Hue (http://cloudera.github.com/hue) can be used for quickly starting up with Hadoop and anlysing data. Here the Yelp Dataset challenge provides small sets ideal for starting up.
Watch the video on this blog post!
Get the dataset from Yelp: https://www.yelp.com/dataset_challenge/
Clean the data with https://github.com/romainr/yelp-data-analysis/blob/master/convert.py
- Retrieve the data and extract it.
tar -xvf yelp_phoenix_academic_dataset.tar
cd yelp_phoenix_academic_dataset wget https://raw.github.com/romainr/yelp-data-analysis/master/convert.py
yelp_phoenix_academic_dataset$ ls convert.py notes.txt READ_FIRST-Phoenix_Academic_Dataset_Agreement-3-11-13.pdf yelp_academic_dataset_business.json yelp_academic_dataset_checkin.json yelp_academic_dataset_review.json yelp_academic_dataset_user.json
- Convert it to TSV.
chmod +x convert.py ./convert.py
- The column headers will be printed by the above script.
["city", "review_count", "name", "neighborhoods", "type", "business_id", "full_address", "state", "longitude", "stars", "latitude", "open", "categories"] ["funny", "useful", "cool", "user_id", "review_id", "text", "business_id", "stars", "date", "type"]
Create the Hive tables with the 'Create a new table from a file' in the Catalog app or Beeswax 'Tables' tab.
Upload the data files yelp_academic_dataset_business_clean.json
and yelp_academic_dataset_review_clean.json
. Hue will then guess the tab separator and then lets you name each column of the tables (use above column headers and paste them directly if you use Hue 2.3).

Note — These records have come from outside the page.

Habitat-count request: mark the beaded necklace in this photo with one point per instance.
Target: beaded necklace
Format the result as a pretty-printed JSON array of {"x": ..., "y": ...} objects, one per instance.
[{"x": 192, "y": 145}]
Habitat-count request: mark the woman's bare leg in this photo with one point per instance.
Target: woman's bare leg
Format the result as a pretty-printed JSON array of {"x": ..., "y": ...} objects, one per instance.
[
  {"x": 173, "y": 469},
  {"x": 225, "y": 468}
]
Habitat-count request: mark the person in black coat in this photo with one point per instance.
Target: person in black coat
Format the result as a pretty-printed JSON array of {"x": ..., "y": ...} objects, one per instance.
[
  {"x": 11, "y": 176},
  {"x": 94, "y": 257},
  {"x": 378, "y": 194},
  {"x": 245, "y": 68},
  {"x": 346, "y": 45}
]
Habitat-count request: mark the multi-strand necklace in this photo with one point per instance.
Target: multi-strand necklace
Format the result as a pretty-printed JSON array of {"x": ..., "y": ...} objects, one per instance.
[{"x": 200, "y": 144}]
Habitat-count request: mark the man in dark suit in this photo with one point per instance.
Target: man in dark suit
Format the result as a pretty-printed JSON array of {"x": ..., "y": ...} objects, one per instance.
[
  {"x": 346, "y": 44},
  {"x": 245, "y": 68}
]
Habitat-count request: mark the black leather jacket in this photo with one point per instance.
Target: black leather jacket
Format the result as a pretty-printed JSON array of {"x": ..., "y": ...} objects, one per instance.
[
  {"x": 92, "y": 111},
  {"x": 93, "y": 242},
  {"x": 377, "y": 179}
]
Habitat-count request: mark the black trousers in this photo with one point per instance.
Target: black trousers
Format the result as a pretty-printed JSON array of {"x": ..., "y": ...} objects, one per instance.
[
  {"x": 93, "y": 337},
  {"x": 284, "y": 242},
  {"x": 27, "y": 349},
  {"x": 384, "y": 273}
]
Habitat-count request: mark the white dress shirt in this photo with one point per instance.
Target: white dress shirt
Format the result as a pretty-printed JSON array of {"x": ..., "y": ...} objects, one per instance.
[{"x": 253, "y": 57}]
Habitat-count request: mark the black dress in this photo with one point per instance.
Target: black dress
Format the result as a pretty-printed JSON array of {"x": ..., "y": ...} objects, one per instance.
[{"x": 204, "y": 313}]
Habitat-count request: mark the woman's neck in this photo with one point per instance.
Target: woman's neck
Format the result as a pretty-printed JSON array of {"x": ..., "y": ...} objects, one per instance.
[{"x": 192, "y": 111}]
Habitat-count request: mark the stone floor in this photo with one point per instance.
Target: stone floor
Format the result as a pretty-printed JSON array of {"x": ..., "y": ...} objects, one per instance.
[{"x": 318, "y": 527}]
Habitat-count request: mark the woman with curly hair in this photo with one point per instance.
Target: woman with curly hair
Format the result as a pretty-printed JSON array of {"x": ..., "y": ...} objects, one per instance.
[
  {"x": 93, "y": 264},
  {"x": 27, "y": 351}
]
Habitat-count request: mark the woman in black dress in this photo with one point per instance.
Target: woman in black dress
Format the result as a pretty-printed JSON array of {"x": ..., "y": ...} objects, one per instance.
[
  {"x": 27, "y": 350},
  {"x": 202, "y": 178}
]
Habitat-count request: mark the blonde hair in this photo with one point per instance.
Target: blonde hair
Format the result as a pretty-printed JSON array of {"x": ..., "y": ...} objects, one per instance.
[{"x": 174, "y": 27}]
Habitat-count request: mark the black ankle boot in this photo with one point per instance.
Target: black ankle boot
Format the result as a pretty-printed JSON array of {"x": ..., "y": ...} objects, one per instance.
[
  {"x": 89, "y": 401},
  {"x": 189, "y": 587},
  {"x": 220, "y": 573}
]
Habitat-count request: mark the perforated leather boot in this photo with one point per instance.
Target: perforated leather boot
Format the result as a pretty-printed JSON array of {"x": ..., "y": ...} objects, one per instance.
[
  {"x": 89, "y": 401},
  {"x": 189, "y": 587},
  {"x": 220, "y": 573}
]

Open up Hue's Hive editor named Beeswax and run:
- Top 25: business with most of the reviews
SELECT name, review_count FROM business ORDER BY review_count DESC LIMIT 25
- Top 25: coolest restaurants
SELECT r.business_id, name, SUM(cool) AS coolness FROM review r JOIN business b ON (r.business_id = b.business_id) WHERE categories LIKE '%Restaurants%' GROUP BY r.business_id, name ORDER BY coolness DESC LIMIT 25
Let your imagination run wild!